Unable to parse `http://www.test.com/BMF%20Ver%F6ffentlichungen?`
damiencarol opened this issue · 3 comments
damiencarol commented
Seems the parse function generate an error for this URL: http://www.test.com/BMF%20Ver%F6ffentlichungen?
Logs:
>>> import hyperlink
>>> hyperlink.parse("http://www.test.com/BMF%20Ver%F6ffentlichungen?")
Traceback (most recent call last):
File "<stdin>", line 1, in <module>
File "/home/damien/dd2/.venv/lib/python3.9/site-packages/hyperlink/_url.py", line 2447, in parse
dec_url = DecodedURL(enc_url, lazy=lazy)
File "/home/damien/dd2/.venv/lib/python3.9/site-packages/hyperlink/_url.py", line 2046, in __init__
self.host, self.userinfo, self.path, self.query, self.fragment
File "/home/damien/dd2/.venv/lib/python3.9/site-packages/hyperlink/_url.py", line 2177, in path
[
File "/home/damien/dd2/.venv/lib/python3.9/site-packages/hyperlink/_url.py", line 2178, in <listcomp>
_percent_decode(p, raise_subencoding_exc=True)

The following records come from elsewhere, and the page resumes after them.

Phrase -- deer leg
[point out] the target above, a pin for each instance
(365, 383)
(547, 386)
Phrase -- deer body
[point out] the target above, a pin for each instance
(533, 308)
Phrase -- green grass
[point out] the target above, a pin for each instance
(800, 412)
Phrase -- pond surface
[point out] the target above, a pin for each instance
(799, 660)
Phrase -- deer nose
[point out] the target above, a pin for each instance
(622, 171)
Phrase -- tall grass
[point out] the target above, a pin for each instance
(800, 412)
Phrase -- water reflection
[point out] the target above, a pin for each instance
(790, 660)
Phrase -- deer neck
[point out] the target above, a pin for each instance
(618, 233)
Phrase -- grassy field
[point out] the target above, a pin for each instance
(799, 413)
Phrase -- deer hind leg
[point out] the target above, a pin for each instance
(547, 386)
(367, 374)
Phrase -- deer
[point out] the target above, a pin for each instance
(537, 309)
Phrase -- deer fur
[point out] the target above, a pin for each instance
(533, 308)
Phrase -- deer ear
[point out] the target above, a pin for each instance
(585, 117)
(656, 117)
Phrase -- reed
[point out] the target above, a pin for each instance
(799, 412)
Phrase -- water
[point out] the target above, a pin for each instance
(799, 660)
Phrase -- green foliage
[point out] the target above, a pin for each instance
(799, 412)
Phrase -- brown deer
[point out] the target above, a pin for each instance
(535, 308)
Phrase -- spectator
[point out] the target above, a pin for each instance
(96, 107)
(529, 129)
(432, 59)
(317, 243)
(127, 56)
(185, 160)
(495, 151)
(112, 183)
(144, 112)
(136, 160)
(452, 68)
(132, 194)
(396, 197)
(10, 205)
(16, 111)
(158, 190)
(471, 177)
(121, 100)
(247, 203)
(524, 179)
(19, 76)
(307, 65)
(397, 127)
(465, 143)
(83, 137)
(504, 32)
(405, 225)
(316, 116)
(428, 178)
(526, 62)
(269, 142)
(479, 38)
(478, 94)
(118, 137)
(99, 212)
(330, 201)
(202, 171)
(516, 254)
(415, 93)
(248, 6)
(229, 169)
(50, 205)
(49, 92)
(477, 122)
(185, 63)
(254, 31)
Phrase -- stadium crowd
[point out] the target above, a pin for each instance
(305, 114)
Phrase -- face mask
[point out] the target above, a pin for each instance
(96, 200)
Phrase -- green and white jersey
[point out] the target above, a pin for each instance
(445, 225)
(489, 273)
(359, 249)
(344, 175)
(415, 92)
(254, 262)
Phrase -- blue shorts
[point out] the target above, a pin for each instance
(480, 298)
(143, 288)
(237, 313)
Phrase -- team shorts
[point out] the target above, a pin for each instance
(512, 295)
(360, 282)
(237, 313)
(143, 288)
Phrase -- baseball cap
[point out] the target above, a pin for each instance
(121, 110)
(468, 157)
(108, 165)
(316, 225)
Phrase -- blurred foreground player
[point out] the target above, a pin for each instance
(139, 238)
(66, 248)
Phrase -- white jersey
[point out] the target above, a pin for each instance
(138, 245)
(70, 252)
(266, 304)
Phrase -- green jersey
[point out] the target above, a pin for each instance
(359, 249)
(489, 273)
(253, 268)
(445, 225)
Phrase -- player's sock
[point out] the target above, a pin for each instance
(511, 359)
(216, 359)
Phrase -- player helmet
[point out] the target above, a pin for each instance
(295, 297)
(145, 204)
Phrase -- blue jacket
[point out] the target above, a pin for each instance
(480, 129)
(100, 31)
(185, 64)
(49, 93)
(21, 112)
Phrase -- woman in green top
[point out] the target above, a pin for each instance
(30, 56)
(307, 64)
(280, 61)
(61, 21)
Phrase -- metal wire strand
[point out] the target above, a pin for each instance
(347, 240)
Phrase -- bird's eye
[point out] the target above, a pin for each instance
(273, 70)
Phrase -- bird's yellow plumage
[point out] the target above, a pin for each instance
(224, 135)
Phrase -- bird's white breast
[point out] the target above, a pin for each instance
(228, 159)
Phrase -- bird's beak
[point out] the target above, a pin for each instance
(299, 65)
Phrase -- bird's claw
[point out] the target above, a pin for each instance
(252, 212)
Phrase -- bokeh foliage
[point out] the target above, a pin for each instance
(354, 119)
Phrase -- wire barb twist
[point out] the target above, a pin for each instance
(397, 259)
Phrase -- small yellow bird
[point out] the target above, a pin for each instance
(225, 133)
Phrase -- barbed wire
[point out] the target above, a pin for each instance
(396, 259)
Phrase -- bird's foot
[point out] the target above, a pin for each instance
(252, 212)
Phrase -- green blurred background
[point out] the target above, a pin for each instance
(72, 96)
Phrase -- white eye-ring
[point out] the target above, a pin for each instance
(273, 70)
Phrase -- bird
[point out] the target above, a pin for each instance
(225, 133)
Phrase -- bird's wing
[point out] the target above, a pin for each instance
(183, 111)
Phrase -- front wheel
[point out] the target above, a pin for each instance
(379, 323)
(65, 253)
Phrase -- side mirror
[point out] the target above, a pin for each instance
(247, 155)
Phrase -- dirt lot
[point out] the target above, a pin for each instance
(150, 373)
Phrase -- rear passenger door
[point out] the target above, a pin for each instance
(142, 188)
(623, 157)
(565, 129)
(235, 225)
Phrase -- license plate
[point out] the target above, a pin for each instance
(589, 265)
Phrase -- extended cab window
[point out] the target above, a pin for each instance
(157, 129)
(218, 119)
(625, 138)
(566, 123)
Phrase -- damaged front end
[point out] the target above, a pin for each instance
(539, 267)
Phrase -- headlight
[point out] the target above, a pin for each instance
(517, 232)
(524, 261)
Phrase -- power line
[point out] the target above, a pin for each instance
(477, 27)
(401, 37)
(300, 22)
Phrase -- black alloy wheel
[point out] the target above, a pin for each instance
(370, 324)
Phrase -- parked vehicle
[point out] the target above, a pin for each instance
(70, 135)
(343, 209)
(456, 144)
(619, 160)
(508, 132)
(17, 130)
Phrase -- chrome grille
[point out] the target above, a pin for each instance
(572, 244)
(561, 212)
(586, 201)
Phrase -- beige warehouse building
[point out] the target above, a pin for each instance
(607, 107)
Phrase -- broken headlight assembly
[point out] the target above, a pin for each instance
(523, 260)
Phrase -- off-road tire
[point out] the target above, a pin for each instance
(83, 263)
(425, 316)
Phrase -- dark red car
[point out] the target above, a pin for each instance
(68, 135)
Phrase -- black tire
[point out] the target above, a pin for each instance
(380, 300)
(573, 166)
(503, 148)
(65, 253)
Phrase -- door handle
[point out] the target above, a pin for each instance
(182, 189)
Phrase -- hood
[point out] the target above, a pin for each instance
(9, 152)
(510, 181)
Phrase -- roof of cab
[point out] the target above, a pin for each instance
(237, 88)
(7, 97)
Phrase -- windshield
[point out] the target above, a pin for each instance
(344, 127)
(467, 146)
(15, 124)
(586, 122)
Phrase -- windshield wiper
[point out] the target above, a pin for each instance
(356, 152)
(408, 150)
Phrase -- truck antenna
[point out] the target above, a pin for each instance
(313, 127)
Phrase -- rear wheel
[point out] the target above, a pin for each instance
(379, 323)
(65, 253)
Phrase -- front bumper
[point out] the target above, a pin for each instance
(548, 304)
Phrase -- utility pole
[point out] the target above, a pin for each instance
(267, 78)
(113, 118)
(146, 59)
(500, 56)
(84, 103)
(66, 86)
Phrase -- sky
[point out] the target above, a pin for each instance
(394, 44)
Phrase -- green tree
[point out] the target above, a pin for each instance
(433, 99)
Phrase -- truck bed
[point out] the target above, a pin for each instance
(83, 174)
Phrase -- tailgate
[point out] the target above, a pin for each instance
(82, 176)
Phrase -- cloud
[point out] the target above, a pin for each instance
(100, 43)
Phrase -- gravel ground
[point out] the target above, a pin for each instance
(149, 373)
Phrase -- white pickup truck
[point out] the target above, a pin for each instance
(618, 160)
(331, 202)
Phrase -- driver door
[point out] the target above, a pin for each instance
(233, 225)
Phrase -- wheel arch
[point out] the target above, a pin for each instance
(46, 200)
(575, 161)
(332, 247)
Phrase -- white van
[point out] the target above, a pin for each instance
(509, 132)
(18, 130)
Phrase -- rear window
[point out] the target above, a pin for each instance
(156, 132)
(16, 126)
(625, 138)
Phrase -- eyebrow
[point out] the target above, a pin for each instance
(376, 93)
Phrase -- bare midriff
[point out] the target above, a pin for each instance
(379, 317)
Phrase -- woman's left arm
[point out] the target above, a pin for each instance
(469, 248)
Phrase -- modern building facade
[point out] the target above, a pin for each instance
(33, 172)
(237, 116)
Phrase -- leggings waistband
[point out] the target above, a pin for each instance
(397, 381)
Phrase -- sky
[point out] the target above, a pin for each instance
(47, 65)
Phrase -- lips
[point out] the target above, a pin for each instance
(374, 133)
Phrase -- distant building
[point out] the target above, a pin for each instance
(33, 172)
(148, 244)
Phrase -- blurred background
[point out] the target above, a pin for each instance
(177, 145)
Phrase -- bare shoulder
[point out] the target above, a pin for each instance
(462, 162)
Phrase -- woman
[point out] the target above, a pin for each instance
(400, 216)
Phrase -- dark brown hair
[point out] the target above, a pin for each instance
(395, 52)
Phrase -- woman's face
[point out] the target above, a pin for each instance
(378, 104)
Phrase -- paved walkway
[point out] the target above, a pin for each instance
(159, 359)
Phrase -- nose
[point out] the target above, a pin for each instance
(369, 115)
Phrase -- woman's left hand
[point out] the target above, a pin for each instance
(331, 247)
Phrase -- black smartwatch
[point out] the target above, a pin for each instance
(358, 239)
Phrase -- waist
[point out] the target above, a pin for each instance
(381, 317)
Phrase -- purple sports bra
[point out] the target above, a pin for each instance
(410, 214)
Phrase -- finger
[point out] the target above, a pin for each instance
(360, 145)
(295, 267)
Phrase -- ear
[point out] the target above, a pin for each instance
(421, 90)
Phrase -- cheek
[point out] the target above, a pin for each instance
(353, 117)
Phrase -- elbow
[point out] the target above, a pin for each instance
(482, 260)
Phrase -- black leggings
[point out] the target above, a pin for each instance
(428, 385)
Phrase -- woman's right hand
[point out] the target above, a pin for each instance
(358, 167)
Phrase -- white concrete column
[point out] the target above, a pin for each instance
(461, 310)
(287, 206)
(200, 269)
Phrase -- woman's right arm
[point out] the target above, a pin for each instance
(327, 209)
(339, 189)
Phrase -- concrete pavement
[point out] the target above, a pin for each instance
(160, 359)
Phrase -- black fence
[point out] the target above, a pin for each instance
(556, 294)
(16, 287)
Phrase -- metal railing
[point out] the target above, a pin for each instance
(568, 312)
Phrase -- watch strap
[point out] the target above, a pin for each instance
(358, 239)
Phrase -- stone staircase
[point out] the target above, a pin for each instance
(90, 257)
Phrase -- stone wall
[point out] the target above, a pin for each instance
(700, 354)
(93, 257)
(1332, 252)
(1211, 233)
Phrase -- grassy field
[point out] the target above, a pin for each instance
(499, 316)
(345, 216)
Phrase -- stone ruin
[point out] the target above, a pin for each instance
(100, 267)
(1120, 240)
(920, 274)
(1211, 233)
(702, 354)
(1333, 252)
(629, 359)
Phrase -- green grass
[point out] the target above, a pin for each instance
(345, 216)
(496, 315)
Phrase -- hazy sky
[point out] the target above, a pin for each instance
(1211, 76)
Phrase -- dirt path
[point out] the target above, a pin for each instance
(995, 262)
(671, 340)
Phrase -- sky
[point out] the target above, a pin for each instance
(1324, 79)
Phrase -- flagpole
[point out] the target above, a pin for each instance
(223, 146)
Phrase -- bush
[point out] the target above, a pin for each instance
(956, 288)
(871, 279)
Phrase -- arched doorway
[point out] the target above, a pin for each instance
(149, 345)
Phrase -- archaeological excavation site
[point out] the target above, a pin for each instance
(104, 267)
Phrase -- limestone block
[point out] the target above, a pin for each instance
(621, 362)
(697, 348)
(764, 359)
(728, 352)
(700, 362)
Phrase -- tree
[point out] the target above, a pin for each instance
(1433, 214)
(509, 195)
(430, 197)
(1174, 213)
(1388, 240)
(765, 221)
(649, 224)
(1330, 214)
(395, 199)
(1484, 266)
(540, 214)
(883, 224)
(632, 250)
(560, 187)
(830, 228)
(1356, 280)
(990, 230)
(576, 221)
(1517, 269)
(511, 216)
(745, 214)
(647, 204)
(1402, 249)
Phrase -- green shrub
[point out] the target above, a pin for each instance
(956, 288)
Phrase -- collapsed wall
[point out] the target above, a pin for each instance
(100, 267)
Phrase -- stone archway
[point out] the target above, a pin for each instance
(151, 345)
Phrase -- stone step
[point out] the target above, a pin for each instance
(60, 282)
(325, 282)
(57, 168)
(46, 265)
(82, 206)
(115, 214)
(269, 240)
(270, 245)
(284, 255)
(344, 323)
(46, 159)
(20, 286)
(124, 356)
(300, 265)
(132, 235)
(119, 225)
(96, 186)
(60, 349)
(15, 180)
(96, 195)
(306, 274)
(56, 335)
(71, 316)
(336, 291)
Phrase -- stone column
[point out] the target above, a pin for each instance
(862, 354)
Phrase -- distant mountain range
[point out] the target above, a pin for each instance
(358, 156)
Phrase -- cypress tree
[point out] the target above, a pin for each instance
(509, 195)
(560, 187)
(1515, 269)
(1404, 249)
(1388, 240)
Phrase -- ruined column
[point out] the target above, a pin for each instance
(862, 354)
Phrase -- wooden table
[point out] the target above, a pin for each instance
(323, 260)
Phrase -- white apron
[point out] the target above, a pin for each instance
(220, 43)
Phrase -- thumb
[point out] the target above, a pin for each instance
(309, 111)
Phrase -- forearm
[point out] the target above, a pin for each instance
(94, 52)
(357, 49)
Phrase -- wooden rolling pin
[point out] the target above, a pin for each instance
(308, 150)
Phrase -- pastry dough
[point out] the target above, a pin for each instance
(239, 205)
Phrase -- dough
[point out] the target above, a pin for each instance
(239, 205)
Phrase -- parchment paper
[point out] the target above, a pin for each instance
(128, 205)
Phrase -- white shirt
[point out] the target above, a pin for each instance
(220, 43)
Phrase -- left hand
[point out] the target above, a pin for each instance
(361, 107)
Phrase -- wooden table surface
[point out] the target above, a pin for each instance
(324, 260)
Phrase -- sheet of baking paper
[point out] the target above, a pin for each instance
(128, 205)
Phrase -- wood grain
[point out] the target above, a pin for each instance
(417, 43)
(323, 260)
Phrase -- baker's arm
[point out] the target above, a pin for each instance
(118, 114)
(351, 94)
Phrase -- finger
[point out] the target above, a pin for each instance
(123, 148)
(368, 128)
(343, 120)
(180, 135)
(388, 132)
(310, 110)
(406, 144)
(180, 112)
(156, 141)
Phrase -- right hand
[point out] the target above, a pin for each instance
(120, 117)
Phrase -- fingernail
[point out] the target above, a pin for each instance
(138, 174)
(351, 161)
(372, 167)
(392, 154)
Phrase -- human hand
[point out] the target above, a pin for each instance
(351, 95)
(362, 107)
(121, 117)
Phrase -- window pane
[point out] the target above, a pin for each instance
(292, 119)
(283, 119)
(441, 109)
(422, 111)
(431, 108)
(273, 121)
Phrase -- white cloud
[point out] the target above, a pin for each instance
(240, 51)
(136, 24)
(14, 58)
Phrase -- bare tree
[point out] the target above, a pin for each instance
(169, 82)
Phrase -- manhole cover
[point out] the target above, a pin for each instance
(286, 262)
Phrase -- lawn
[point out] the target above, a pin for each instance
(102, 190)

File "/home/damien/dd2/.venv/lib/python3.9/site-packages/hyperlink/_url.py", line 766, in _percent_decode
return unquoted_bytes.decode(subencoding)
UnicodeDecodeError: 'utf-8' codec can't decode byte 0xf6 in position 7: invalid start byte
damiencarol commented
FYI @37b
mahmoud commented
Hi Damien! Hyperlink by default is reporting that the %F6 in your URL is invalid text when decoded from UTF-8. We can try adding the decoded=False parameter to get a result:
>>> hyperlink.parse('http://www.test.com/BMF%20Ver%F6ffentlichungen', decoded=False)
URL.from_text('http://www.test.com/BMF%20Ver%F6ffentlichungen')
This approach gives you a URL with mostly the same interface as a DecodedURL (the default output of parse), but be aware that you may run into issues when trying to treat parts of that URL as text vs bytes. Hope this helps!
damiencarol commented
@mahmoud thanks, we are investigating if we can use the decoded flag.